Do you think people are horrible?

charlieHungerford

Well-known member
I know its kind of a funny question and is very much linked to my other post of 'Do you believe people always judge you critically', but I am currently really struggling to believe that people are not horrible.

I am wondering what do you think of people?

I just think that my biggest problem seems to be that I have no trust in other people in life (other than those I know well enough to trust are not horrible). I think I believe that because I did get ridiculed, put downs, name calling, etc on a daily basis through my high school years and during college and I have lost faith in people - hence being very self aware and self conscious around people, because I feel people are being critical.

I also believe that it seems like people are really shallow and looks orientated when it comes to how they judge people. They always do say nice guys come last!

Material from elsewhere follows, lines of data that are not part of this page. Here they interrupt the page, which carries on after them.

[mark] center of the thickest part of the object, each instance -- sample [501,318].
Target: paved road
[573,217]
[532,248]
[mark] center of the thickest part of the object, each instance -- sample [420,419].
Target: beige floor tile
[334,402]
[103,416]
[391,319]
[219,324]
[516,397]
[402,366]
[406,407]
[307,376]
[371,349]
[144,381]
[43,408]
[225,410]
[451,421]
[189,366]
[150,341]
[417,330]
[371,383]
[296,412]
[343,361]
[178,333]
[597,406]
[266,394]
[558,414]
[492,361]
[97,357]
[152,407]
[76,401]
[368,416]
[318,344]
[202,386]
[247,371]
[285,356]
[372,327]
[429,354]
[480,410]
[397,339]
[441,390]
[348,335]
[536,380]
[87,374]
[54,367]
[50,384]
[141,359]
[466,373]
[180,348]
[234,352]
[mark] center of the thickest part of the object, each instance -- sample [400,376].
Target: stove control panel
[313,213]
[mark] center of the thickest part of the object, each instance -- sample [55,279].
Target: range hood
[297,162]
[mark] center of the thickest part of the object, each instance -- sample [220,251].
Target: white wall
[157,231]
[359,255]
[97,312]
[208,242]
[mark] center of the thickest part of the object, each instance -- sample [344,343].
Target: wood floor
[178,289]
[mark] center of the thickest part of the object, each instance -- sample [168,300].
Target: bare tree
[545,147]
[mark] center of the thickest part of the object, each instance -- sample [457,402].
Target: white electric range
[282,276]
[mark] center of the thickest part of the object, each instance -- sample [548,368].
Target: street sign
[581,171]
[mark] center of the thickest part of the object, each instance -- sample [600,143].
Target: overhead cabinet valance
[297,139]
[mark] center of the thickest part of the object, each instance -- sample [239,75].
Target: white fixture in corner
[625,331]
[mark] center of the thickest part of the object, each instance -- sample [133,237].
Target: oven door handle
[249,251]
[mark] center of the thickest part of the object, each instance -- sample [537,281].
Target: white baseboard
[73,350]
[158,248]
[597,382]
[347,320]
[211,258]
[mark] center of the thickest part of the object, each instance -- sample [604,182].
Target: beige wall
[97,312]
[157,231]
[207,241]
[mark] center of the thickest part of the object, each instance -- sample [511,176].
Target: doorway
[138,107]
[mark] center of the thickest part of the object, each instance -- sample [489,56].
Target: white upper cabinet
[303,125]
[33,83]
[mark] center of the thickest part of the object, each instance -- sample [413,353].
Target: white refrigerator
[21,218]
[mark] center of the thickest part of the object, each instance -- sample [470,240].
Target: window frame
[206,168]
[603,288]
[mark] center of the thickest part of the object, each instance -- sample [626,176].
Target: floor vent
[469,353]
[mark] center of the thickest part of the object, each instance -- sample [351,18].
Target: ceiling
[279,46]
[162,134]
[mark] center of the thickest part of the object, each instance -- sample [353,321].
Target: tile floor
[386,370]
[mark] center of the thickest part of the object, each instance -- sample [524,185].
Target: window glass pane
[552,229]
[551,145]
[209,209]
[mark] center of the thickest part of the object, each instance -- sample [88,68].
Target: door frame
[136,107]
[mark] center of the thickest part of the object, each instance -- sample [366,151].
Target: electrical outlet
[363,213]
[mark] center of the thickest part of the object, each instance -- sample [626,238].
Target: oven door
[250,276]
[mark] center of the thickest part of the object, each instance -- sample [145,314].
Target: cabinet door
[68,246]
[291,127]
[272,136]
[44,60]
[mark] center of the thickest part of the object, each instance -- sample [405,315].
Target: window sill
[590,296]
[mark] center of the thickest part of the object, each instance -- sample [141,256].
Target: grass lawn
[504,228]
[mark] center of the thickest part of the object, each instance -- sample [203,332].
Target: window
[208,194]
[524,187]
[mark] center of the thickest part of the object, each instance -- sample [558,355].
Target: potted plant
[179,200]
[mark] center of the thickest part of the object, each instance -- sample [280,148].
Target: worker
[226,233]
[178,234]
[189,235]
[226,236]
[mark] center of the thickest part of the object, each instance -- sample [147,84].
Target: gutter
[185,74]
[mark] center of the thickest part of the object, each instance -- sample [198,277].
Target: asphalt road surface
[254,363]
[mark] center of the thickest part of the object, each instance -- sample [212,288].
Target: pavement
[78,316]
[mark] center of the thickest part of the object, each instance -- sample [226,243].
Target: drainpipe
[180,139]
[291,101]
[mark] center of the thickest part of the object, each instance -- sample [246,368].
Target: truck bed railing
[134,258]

I took my grandma for a day out to her favourite city a few weeks ago and as we was walking up the street there were 3 lads about 17 years old and one shouted 'You big lanky bastard'. I was thinking what? The funny thing is I kind of expected it to happen because that is how I believe so many people are.

I do feel that when I am centre of attention people look at me negatively.
I have beliefs that no woman could ever be interested in me.

I don't think I trust people at all in life (not in terms of lending money to) but in terms of trusting people are nice. I just think people are horrible and nasty. Is it any wonder I feel so self conscious and anxious around people when I feel people are so horrible and are likely to be so critical of me?

Do you think people are horrible?
 

Starry

Well-known member
I'm sorry about what happened to you when you were with your Grandma.

Some people! :evil:

Yes, I definitely think the majority of people are horrible/nasty/cruel/mean/vindictive/judgemental/rude/obnoxious/selfish/cold-hearted etc.. (I could go on for a very long time, so I'll stop there lol)

I have a very hard time trusting people too. I don't think I trust anyone 100% I have a few people who come very close, but I don't think I trust anyone at all completely. I always think people are trying to find negatives about me; Trying to find a way to be horrible, no matter how I act, what I look like or what I say, someone will always find a way to hurt me. I know it's not true that everyone's like that though.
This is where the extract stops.